According to commentators of the weekend, last week's election results in London sounded the death knell for environmental policies for the Labour party: Ken Livingstone stood on a green platform, with some of the most radical environmental policies being proposed anywhere in the world and the voters said 'no', instead voting for a man who supported George Bush's position on Kyoto.
But looking a bit more closely at the results, the numbers actually tell a very different story. If anything, they lay the environmental challenge firmly at David Cameron's doorstep. Because although Ken Livingstone came second, more people voted for him this year than in 2004. Far from putting off Labour voters then, if the environment was a significant factor in determining voting intentions, last week's results suggest that Ken's bright-green policies appear to have motivated supporters to turn out. On a national level, similarly bold environmental policies could play a significant role in attracting people back to Labour, helping demonstrate the fresh thinking and strong leadership that we can offer and providing a positive reason to vote Labour.
Unfortunately, at the same time, the opportunity to vote against these same policies appears to have been extremely motivating for Tory voters. We will need to select our environmental policies carefully in order to avoid motivating those who want to assert their rights to pollute, but these results present a much bigger problem for David Cameron. The green agenda has been fundamental in the rehabilitation of the Tory party, but to date we haven't seen any concrete policies. Talking about the environment in abstract terms and evoking images of lovely cycles-to-work appears, for many, to have lifted the guilt of putting your cross in the box marked 'conservative'.

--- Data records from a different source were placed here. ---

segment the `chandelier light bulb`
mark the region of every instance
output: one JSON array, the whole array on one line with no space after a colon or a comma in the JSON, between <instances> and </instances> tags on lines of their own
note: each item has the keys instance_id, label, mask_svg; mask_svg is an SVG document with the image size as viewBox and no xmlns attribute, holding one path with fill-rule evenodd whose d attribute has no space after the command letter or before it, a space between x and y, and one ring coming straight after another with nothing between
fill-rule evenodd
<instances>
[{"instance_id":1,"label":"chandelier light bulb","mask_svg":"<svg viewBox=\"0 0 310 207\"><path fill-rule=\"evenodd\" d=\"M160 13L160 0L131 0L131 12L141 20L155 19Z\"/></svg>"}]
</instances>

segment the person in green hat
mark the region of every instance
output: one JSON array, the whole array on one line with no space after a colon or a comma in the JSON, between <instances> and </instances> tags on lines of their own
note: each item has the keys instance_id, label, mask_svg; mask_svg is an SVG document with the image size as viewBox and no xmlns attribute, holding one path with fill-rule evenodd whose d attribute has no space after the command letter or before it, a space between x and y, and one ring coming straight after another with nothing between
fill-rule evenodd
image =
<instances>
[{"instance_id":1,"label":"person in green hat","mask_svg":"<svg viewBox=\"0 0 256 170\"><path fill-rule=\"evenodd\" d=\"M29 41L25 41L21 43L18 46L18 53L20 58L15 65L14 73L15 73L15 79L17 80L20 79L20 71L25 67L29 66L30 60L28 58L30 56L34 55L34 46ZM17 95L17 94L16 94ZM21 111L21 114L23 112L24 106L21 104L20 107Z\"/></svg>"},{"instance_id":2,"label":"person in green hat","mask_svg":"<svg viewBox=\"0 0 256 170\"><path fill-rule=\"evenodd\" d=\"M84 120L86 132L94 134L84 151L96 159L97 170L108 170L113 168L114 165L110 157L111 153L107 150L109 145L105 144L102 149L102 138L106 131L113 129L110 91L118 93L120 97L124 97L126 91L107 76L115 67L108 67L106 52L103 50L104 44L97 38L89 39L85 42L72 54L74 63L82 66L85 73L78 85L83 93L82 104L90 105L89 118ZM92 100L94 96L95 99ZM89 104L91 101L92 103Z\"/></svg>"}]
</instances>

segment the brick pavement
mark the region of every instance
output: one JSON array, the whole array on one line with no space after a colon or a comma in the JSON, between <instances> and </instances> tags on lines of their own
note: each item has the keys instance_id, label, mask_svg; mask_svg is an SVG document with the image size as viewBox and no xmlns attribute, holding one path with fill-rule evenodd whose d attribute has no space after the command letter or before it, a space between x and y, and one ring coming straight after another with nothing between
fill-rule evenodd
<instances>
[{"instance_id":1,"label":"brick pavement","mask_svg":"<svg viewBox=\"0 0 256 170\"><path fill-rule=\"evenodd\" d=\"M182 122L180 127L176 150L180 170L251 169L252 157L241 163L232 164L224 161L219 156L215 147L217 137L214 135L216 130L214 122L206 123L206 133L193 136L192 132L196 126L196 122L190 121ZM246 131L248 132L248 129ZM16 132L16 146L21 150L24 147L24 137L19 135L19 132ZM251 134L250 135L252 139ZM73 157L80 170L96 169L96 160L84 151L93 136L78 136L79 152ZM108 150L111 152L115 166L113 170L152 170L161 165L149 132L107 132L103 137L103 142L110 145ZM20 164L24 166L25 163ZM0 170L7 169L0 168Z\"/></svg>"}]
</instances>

But as a general election grows closer, the Tories are going to have to come up with some policies to legitimize this warm green glow. What policies to tackle climate change will Cameron be able to put forward to when his biggest victory to date has been delivered by voters actively wanting to get rid of the most sustainable mayor in the world? Cameron's slogan 'Vote Blue go Green' might be very clever while they have no policies, but it appears that Tory voters are not so keen when the rhetoric becomes reality.